The weather is fine, or it rains. The dog needs me, or sleeps. The children are joyous, or upset. My husband is near, or in Miami.

Music means too much, or is noise. My dreams stick, or dissolve. I am a beauty, but I am fat. My hair is too long, then too short.

My mitten is lost, or is found. I’m doing too much, or not much. I don’t spend a thing, or I splurge. I did, but I don’t have a jacket.

I am soaked, or dry as a bone. The leaves go, but don’t worry about it. We broke our bed, we still have a mattress. I am in love, or I am alone.

October 8, 2009


September 30, 2009

One morning last week Henry wore my socks to school. You would think that socks would be, like clouds or waves, anonymous things, too nondescript and numerous to keep track of, but in fact I have some favorite socks and I could tell, just looking at the ankle trim of his socks, that these were they. “Mmmm, they’re so comfortable,” he said. “I really like them.” One day a long time ago, some anonymous day, in fact, unmarked, two gametes joined to produce a zygote, which became a morula and then, of course, a blastocyst. Then, after the proper amount of time, plus, it seemed, a few extra days, a boy. Then the boy started wearing my socks, and waking up at 6:30 on a Sunday morning in the Berkshires to watch the mist, which filled the valley, burn off, and to see three deer eat at the crab apple tree, stooping to pick fallen apples from the ground. “You know,” he said, “these socks are a little tight. Do they really fit you?” And he ran off to class, away from me and John. We are a drag on his great spirits in the morning.

September 14, 2009


September 3, 2009

Yesterday I ripped my contact in half and removed half my contact from my eye. Then our bed broke. Then, today, I took the boys and the dog for a walk around a lake. As we walked, and the dog strained at her leash, the boys posed questions to me that all required immediate answers, which then inspired other questions. Their goal, it seemed to me, was to force me into an insupportable answer, or to concede that my rule-making was essentially arbitrary, or to become a tyrant. Can I throw a stone in the lake? You may. Can my brother? He may. Can we destroy lily pads with our stones? I think so. If we can destroy one or two lily pads with our little stones, may we now heft enormous boulders into the lake? May we heft four or five apiece? No, you may only throw one more, each. Fine, two more. Now you may never throw another rock in the lake again.

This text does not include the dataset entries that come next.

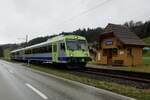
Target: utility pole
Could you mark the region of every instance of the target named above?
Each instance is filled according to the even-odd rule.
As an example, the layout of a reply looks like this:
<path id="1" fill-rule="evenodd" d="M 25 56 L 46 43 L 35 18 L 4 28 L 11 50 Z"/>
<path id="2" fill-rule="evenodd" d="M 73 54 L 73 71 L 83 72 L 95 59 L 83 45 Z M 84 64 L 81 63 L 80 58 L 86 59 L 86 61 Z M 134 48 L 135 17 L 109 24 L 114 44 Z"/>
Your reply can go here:
<path id="1" fill-rule="evenodd" d="M 26 43 L 28 43 L 28 35 L 26 35 Z"/>

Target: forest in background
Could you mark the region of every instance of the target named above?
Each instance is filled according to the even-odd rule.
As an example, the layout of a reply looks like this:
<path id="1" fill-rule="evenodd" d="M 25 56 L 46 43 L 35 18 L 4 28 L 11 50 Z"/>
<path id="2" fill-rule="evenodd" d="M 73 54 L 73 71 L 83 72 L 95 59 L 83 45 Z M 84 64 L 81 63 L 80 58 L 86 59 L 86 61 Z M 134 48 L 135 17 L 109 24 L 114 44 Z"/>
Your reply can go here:
<path id="1" fill-rule="evenodd" d="M 150 21 L 146 21 L 144 23 L 142 21 L 138 21 L 138 22 L 130 21 L 130 22 L 124 23 L 123 25 L 129 27 L 130 30 L 132 32 L 134 32 L 135 34 L 137 34 L 141 39 L 150 37 Z M 62 33 L 59 33 L 58 35 L 69 35 L 69 34 L 81 35 L 81 36 L 86 37 L 89 44 L 94 44 L 97 40 L 97 36 L 102 34 L 103 31 L 104 31 L 104 28 L 102 28 L 102 27 L 93 28 L 93 29 L 91 29 L 91 28 L 85 29 L 84 28 L 84 29 L 78 29 L 73 32 L 62 32 Z M 16 48 L 23 48 L 26 46 L 30 46 L 30 45 L 34 45 L 34 44 L 38 44 L 38 43 L 47 41 L 47 39 L 50 39 L 54 36 L 57 36 L 57 35 L 37 37 L 37 38 L 34 38 L 34 39 L 28 41 L 27 43 L 22 42 L 21 44 L 0 45 L 0 57 L 3 57 L 3 52 L 5 49 L 13 50 Z M 146 41 L 148 41 L 148 43 L 150 43 L 149 42 L 150 40 L 147 39 Z"/>

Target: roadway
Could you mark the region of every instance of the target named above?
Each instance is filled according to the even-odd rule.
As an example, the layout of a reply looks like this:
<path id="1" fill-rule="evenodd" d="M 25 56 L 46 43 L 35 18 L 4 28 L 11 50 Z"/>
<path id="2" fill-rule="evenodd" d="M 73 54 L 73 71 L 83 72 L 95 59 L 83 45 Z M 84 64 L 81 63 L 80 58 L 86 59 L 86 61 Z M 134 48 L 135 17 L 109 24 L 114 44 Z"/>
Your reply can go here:
<path id="1" fill-rule="evenodd" d="M 116 93 L 0 60 L 0 100 L 131 100 Z"/>

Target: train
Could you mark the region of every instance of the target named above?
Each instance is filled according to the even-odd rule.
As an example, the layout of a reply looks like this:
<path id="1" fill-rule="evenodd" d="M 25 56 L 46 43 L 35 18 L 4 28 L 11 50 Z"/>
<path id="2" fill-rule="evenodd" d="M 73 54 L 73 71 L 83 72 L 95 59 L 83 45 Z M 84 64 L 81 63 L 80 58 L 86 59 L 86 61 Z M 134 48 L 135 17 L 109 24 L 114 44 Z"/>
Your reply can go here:
<path id="1" fill-rule="evenodd" d="M 85 37 L 60 35 L 46 42 L 10 52 L 11 60 L 64 64 L 67 68 L 84 68 L 91 60 Z"/>

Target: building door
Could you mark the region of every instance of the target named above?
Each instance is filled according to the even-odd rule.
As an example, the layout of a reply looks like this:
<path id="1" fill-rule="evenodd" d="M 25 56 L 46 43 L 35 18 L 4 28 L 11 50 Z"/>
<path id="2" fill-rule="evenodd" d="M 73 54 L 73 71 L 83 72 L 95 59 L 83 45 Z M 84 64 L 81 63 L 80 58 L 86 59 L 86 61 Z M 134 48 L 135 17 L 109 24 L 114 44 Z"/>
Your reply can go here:
<path id="1" fill-rule="evenodd" d="M 53 62 L 58 62 L 57 43 L 53 43 L 53 47 L 52 47 L 52 61 Z"/>
<path id="2" fill-rule="evenodd" d="M 112 49 L 107 50 L 107 64 L 112 65 Z"/>

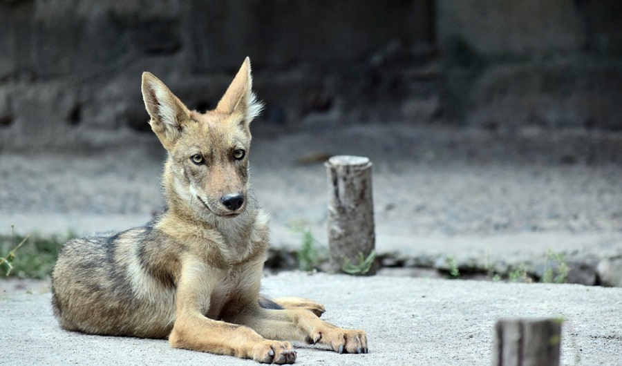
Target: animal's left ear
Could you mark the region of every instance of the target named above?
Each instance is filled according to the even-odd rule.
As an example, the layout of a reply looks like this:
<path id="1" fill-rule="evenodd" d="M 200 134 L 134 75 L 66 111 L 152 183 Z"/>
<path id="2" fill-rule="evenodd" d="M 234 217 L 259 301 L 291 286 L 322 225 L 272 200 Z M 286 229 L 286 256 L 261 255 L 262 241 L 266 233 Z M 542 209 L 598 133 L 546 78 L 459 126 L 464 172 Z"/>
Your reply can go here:
<path id="1" fill-rule="evenodd" d="M 216 106 L 216 110 L 225 114 L 241 115 L 243 127 L 247 128 L 251 121 L 259 115 L 263 108 L 263 104 L 257 101 L 252 92 L 252 86 L 250 59 L 246 57 L 236 77 Z"/>

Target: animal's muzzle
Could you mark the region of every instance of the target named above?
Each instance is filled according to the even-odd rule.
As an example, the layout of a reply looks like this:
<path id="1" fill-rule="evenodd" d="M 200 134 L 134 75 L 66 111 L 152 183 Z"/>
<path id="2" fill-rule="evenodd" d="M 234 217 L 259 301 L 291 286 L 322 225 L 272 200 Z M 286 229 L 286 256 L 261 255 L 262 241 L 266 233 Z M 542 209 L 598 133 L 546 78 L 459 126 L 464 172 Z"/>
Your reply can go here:
<path id="1" fill-rule="evenodd" d="M 220 198 L 220 203 L 232 211 L 240 209 L 244 204 L 244 196 L 240 193 L 231 193 Z"/>

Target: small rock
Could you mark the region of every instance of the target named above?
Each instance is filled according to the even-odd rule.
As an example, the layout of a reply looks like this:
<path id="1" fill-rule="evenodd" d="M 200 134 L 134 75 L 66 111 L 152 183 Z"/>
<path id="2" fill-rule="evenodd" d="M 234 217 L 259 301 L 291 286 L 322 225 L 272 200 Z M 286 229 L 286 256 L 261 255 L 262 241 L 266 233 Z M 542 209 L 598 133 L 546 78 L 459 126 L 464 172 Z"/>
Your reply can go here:
<path id="1" fill-rule="evenodd" d="M 603 286 L 622 287 L 622 256 L 601 260 L 596 273 Z"/>

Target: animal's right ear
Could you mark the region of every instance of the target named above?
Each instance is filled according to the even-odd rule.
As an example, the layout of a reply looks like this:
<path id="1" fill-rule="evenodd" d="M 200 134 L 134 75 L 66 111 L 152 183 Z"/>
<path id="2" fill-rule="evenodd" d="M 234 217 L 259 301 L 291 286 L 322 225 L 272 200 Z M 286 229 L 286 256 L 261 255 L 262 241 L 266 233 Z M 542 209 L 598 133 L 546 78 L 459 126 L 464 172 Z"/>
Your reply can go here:
<path id="1" fill-rule="evenodd" d="M 142 99 L 151 119 L 151 130 L 167 150 L 173 147 L 183 124 L 190 118 L 188 108 L 167 86 L 151 73 L 142 73 Z"/>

Tyrant. At the optometrist’s office, after we left the lake, the doctor dyed my eye yellow, and turned my eyelid inside out. I had stared, since I broke the contact, at my own eyeball for fifteen minutes at a time, trying to locate the clear scrap that was causing me so much pain. It was hidden from me, and only the doctor's methodical searching, his light, the thing that you rest your head in to immobilize it, this dye, was able to discover it. When he did, what relief I felt! But even as relief flowed through me, I had questions for the doctor.

August 11, 2009



July 31, 2009

I.

David was in Japan, so I took the boys to the Intrepid, hot and crowded on a summer weekend. I hadn’t, previously, focused on this, but one thing I enjoy is militaristic sight-seeing. I visit the places where people killed each other, and look at the instruments they used to do so. I take my children with me, so they can play with the guns that have been disarmed but left for us to handle. We imagine ourselves officers, pilots, bombers, grunts.

What should we do? Should we look away?

II.

Outside the library one afternoon this week, women sorted donated books that had been left out in the rain. They set them up along the wall, in the sun, to dry. Two older folks, a man and a woman, sat sleeping in their wheelchairs while their aides sat behind them on the bench, then walked over to look at the books. I imagined that David and I were there, asleep, in the wheelchairs. That we were out in the sun, in public, unaware of our surroundings, but watched after, cared for, together. This was almost unbearable. I went to my car and drove home. When I came back to the library, after lunch, the older couple was awake, and being helped into a car. The man waved at me, friendly and insistent, as I drove by, so I waved back.